Leben um zu arbeiten oder arbeiten um zu leben
Arbeitsmärkte in Zeiten der Finanzkrise

„Wissenschaft hat etwas Faszinierendes an sich. So eine geringfügige Investition in Fakten liefert so einen reichen Ertrag an Voraussagen.“ (Mark Twain)

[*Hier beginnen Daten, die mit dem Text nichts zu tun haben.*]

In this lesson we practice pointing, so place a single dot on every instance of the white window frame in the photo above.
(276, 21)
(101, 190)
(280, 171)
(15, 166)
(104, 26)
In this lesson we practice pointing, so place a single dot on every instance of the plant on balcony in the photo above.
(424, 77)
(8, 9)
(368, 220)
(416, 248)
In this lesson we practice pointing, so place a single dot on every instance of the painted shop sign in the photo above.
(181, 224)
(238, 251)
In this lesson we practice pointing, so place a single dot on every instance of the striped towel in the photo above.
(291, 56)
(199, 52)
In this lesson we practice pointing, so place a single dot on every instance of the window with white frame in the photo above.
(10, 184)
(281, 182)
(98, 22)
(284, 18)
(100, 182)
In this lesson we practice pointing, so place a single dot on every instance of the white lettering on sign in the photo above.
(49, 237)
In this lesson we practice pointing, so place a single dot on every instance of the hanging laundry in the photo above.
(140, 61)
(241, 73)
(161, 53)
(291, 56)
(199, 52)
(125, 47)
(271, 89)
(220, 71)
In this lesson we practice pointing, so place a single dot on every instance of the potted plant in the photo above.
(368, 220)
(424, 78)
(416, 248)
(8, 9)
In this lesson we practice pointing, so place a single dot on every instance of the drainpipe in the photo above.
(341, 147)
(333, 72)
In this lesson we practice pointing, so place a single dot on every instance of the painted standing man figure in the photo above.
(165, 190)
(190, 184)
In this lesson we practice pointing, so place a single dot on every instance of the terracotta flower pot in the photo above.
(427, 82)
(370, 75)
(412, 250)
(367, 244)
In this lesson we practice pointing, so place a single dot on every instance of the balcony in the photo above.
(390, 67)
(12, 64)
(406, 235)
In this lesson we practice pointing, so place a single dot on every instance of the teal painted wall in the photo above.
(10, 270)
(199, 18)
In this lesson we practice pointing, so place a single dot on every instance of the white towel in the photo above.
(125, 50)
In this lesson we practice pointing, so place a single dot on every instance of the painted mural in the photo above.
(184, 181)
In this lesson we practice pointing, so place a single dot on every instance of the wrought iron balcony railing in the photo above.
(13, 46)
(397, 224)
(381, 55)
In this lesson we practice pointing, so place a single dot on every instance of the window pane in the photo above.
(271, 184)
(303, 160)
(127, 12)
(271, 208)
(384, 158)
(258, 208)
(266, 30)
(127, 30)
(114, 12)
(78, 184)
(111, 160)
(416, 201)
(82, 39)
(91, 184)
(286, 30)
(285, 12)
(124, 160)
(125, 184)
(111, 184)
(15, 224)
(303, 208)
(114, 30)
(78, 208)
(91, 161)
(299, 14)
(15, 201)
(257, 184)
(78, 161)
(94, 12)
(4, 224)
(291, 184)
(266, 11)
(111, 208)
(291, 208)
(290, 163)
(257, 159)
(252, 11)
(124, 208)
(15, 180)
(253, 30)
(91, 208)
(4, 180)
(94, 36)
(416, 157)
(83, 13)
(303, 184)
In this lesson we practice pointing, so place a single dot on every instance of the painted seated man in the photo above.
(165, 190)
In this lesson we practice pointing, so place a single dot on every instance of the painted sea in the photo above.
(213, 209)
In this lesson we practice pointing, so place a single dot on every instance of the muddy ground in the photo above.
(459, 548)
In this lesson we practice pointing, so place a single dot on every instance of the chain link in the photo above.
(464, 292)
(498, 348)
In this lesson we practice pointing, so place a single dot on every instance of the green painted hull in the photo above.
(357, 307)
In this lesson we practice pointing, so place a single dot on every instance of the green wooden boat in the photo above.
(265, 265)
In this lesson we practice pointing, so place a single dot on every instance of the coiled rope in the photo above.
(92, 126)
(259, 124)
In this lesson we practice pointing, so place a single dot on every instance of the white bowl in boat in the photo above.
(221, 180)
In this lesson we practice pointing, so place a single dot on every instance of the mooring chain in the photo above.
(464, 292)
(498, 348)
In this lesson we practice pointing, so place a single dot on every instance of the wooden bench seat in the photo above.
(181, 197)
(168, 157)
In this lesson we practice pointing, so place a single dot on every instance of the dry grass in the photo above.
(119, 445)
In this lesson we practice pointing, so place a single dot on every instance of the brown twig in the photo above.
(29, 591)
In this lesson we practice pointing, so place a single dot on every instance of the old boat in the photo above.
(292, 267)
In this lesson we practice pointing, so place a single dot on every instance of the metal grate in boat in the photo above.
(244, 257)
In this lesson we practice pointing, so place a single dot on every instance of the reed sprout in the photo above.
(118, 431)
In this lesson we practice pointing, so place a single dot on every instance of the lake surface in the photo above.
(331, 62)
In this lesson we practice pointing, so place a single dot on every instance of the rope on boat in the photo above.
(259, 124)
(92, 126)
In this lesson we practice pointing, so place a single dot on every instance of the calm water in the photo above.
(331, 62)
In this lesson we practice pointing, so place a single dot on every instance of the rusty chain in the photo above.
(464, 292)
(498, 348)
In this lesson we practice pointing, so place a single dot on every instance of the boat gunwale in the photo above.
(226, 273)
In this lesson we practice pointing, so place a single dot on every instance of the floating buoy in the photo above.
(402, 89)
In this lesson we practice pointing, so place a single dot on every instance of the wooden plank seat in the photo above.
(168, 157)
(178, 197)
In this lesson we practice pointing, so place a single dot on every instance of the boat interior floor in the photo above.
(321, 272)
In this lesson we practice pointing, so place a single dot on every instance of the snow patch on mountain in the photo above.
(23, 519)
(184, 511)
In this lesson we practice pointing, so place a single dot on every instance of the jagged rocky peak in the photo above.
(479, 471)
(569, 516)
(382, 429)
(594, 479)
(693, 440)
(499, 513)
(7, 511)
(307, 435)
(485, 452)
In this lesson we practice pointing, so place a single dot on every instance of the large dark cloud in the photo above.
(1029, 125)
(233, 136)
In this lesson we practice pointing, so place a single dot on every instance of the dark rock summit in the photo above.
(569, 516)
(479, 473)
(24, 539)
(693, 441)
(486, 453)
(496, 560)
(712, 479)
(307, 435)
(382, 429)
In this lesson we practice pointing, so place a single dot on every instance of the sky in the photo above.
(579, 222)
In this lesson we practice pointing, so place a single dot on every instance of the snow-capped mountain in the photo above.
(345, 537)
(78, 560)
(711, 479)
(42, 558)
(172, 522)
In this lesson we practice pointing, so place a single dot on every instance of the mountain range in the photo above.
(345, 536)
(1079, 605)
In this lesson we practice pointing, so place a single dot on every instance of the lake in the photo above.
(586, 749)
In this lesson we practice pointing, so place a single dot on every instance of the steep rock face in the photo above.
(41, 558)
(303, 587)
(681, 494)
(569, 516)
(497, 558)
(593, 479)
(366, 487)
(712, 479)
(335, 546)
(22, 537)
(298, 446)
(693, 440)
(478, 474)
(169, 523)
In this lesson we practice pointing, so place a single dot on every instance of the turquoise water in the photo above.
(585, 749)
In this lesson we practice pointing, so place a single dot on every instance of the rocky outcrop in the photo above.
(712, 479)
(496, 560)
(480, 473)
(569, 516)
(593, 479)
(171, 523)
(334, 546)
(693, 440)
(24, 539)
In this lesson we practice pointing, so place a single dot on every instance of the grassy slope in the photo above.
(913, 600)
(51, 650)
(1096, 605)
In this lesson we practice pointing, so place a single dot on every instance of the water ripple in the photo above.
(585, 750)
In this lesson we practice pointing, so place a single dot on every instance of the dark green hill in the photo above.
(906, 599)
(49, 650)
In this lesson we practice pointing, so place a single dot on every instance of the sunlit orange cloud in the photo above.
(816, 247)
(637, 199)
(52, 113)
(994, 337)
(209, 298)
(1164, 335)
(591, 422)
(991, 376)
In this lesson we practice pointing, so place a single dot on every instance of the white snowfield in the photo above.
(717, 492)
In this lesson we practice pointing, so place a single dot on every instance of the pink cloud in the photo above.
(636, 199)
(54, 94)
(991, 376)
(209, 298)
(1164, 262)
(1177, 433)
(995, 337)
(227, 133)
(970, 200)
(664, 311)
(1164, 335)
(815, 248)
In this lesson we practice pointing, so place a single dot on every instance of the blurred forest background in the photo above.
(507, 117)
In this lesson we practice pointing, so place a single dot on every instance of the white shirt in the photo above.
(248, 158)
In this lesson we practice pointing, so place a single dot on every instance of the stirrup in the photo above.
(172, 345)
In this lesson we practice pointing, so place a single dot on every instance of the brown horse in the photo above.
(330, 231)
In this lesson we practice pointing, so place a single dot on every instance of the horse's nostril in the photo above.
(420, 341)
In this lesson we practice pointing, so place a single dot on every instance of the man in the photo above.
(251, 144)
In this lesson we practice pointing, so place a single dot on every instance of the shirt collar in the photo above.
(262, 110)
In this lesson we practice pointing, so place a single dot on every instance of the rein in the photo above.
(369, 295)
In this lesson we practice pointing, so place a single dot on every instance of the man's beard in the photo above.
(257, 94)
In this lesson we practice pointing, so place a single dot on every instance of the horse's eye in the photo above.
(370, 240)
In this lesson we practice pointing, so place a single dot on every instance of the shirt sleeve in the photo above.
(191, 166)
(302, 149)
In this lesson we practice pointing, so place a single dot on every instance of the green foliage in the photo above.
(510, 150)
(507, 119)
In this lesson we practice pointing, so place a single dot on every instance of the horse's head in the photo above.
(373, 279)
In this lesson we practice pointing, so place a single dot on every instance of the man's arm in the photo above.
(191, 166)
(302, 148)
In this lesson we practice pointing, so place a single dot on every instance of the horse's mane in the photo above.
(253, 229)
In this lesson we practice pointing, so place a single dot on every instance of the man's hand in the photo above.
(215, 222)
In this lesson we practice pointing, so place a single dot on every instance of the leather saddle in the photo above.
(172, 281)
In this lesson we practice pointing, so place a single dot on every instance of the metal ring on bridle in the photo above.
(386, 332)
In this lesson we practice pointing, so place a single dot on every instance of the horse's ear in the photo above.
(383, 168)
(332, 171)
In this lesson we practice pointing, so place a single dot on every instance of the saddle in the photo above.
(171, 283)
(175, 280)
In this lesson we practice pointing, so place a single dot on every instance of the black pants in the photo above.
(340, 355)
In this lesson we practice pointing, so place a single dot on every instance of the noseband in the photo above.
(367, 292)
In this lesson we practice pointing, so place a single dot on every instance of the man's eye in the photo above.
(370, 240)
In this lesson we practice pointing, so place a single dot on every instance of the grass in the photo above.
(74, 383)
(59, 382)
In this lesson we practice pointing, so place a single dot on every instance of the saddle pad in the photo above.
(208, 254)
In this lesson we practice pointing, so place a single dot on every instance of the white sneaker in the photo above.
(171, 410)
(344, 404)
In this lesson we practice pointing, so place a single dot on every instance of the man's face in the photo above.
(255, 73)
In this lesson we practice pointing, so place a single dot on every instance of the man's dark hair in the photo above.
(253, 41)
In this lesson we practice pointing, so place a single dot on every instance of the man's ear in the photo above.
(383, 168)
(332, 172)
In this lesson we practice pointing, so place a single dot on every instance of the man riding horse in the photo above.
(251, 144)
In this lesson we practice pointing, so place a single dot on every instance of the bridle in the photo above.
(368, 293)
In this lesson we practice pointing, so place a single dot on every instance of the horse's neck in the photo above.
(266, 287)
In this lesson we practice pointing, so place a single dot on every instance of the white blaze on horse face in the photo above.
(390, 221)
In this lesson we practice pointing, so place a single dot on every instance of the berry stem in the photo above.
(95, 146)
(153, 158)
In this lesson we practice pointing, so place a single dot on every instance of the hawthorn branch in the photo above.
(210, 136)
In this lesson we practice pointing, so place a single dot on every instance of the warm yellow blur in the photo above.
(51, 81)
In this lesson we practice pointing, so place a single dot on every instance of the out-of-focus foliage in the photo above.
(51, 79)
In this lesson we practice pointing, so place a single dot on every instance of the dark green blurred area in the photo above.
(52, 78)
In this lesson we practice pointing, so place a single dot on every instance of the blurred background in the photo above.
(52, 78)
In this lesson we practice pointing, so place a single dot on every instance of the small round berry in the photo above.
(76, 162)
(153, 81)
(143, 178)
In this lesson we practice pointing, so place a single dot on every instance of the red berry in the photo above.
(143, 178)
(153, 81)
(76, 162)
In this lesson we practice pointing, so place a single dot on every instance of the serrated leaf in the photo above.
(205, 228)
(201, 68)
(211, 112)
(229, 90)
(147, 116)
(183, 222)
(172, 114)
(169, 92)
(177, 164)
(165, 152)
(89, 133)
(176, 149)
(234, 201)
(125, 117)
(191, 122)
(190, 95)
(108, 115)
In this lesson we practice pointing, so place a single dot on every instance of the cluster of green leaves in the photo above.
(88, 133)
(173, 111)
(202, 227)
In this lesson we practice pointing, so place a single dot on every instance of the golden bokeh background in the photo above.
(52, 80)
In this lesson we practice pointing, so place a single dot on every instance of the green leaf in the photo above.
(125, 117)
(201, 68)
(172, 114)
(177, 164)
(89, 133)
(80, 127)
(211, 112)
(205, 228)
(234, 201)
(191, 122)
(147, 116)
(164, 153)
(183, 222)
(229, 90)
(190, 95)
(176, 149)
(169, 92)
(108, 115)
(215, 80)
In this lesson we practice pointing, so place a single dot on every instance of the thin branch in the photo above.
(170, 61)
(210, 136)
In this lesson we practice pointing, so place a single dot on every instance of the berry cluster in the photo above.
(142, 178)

In der Finanzkrise wird die zweite Runde eingeläutet. Aus der Krise des Finanzsektors ist eine Staatsschuldenkrise geworden. Längst ist der finanzielle Tsunami auch auf den realen Sektor übergeschwappt. Das reale Sozialprodukt in der reichen Welt ist überall eingebrochen, teilweise drastisch. Allerdings sind die realen Einbrüche unterschiedlich stark. Manche Länder kamen glimpflich davon, andere traf es hart. Die heterogenen Schocks schlagen allerdings nicht Eins-zu-Eins auf die Arbeitsmärkte durch. Vor allem das „amerikanische Modell“ („leben um zu arbeiten“) sieht in der Finanzkrise alt aus. Dort stieg die Arbeitslosigkeit stärker als das Sozialprodukt einbrach. Das „europäische Modell“ („arbeiten um zu leben“) scheint wieder an Boden zu gewinnen, das „deutsche“ strahlt in neuem Glanz. Hierzulande ging die Arbeitslosigkeit seit Ausbruch der Krise sogar leicht zurück, obwohl das Sozialprodukt spürbar gesunken ist.

Die Fakten

Die Lage auf den Arbeitsmärkten ist unübersichtlich. Von der langen Dominanz des „amerikanischen Modells“ ist nur noch wenig zu spüren. Alte Zeiten kehren wieder. Bis Anfang der 80er Jahre hatte das „europäische Modell“ die Nase vorn. Das „amerikanische“ hinkte hinterher, teilweise beträchtlich. Das änderte sich in der Zeit danach. In den 80er Jahren gewann das „amerikanische Modell“ langsam die Oberhand. Zu Beginn  der 90er Jahre schafften die USA endgültig den Durchbruch. In der Zeit danach bauten die Amerikaner den Vorsprung gegenüber Europa sukzessive aus. Das hat sich mit der Finanzkrise geändert. Der Vorsprung der USA ist dahin, Europa ist nun gleichauf. Diese Entwicklung deutete sich allerdings schon vor der Finanzkrise an. Eine treibende Kraft ist die positive Entwicklung auf dem deutschen Arbeitsmarkt. Das „deutsche Modell“ hat das „amerikanische“ abgehängt, zumindest temporär.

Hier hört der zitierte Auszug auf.